Long term leases were common around the world but not in New Zealand.

'It's a crazy situation. Short lease tenure is one of the major problems with renting in New Zealand, that families can't make their rental house their homes.'

An illustration of one of the Toru Apartments being built at Remarkables Park in Queenstown.
An illustration of one of the Toru Apartments being built at Remarkables Park in Queenstown.

New Ground charged 'market rents'. 

'We haven't really done any publicity because we are slightly nervous of getting swamped and disappointing people.'

It saw a great opportunity for Kiwisaver schemes to invest in build-to-rent projects.

'Market values go up and down but what we aim to do is give people a good stable rental return and then some longer term capital gains probably, but it's not wholly reliant on those capital gains,' Thompson said.

In August last year a former Colliers International executive Tim Lichtenstein and partners announced they were setting up Haven Funds to raise $500m over five years for invest-to-rent apartments for a new generation of renters.

Lichtenstein told Stuff in the new year that the fund was not yet accepting deposits but had had a favourable response.
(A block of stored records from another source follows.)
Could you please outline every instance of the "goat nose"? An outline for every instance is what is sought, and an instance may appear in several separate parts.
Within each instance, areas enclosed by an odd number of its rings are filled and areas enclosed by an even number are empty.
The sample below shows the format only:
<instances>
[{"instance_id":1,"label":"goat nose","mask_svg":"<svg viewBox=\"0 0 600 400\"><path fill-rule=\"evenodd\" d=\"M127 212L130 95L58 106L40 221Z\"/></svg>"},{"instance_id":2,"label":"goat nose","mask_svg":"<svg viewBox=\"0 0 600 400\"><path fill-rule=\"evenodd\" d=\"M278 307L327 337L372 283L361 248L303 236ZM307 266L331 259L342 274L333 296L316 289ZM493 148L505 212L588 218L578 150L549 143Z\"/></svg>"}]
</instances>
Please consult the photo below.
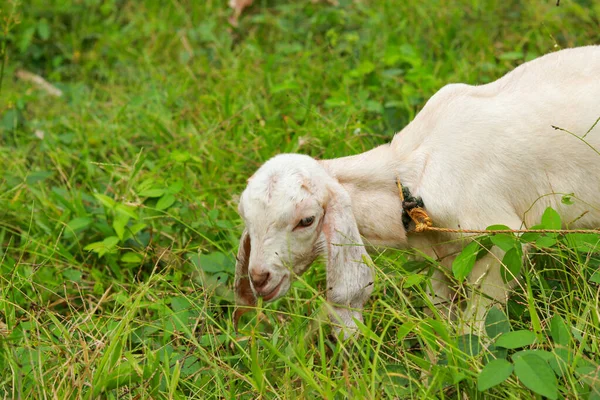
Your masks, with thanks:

Its aim was to raise $50m this year and $150m next year.

It was working with a range of developer partners 'and have significant acquisitions lined up over the next 12-24 months'.

In the short term it would focus on Auckland and would be investing in multi-unit housing, terraced houses, walk ups and semi-detached housing units in key residential locations where there was public transport links, schools, local employment and community amenities. 

Sharemarket-listed property company Augusta Capital has been investigating build-to-rent for some time.

Augusta chief operating officer Joel Lindsey said build-to-rent developments had lower returns but were considered stable, long-term investments.

Large overseas pension funds and big insurance groups were significant investors in them, Lindsay said.

It was hard to put a timing on any Augusta investment. All aspects had to line up like costs and location.

'We are looking at projects as we speak.'

Its projects would be purpose-built, long-term rental accommodation with a partner doing the construction. 

Auckland and Queenstown were the obvious markets where ownership of property was unaffordable for a lot of people, he said.